Obvious answer to my question would be try it and see what happens, but I'd rather not burn out that box. Reason I'm wondering about it is my tow rig with a 460 spends its time outside. Winter is coming and these Arkansaw rodents just love those fiber plug wires, especially those Echlin blue ones. Two winters ago I neglected things for a while and the little *******s ate 5 wires clear off. I got copper wires on everything else, they eat the insulation but the wire seems to hurt their teeth. I don't like leaving the hood clear up all winter, looks bad.
I'd suspect that Ford, as is the case with other oem and aftermarket ignition manufacturers, would say copper plug wire is not a good idea.
Solid core is not good for electronics, in your car or others. Most don't listen to AM radio, but the interference is pretty bad. Seems like you are trying to solve one problem with something else. Remove them over the winter, wrap them with something unpalatable, store better, etc. I'd be concerned that if the dessert (current plug wires) was removed, they may go to the broccoli (the rest of the wiring) instead. Those old duraspark boxes had wiring insulation that really didn't last either, without wildlife involved.
And AGAIN...NO solid core wires..! On ANY ignition today. Just not worth any sort of performance increase. Mike
Issue is any sort of electronic ignition the manufacturer will say suppression plug wire only. I'd like to know why, with a Duraspark system introduced 50 years ago. I have copper on every older car, and copper on every bike. Don't give a damn about radio interference.
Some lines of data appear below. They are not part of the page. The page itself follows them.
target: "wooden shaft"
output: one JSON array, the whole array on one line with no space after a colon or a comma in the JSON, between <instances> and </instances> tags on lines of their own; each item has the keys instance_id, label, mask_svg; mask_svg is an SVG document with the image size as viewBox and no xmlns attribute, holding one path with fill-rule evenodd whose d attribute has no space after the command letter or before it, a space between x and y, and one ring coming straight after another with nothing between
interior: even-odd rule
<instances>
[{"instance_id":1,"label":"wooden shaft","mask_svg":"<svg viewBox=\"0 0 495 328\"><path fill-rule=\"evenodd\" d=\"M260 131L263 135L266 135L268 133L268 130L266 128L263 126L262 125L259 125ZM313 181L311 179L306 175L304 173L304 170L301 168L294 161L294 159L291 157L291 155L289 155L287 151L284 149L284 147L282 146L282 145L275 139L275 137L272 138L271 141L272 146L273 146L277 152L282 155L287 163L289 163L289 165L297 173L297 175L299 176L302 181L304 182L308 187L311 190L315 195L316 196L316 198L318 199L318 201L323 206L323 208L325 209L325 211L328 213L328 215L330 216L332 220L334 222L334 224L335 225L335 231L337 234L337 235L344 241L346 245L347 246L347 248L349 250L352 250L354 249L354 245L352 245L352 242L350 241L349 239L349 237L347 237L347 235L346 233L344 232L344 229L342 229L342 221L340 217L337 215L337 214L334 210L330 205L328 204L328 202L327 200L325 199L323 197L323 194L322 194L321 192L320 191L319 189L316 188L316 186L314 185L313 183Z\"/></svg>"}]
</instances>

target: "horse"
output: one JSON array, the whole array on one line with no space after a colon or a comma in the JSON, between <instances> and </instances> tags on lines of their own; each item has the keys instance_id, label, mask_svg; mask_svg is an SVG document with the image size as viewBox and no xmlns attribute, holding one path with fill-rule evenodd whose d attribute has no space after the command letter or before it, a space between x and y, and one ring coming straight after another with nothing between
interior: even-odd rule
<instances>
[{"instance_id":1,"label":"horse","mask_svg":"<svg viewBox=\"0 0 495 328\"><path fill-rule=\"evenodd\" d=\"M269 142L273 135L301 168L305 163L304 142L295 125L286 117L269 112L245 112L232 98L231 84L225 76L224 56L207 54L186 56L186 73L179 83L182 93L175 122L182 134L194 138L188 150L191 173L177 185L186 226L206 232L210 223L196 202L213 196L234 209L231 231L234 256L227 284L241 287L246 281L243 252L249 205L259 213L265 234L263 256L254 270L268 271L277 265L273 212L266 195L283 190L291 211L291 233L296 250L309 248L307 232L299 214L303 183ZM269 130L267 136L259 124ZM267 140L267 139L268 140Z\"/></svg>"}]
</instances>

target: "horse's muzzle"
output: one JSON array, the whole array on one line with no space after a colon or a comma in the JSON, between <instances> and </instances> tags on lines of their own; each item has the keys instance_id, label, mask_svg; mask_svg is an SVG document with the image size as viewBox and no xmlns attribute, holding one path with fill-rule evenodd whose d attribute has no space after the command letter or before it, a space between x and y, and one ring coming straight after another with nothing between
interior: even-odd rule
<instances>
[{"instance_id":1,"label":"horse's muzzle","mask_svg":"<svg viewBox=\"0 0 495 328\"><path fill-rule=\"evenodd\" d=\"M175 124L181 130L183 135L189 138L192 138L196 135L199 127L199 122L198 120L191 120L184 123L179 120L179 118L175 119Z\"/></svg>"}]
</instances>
That EMF is not just interfering with the radio. It also is noisy across the entire spectrum, which can affect the electronic ignition module. If you have heard of the EMP weapons, it's roughly the same thing but big and nasty. The name supression is about calming that EMF. Also, the spark from the coil is going from the big fitting on the coil, through the coil wire, across the rubbing of the cap to rotor, jumping the gap from rotor tip to cap, out the plug wire, and jumping the spark plug gap in the compressed cylinder. Plus the connections at each step. If the thing runs better with a different plug wire, the wire is bad or the coil can't put out enough spark.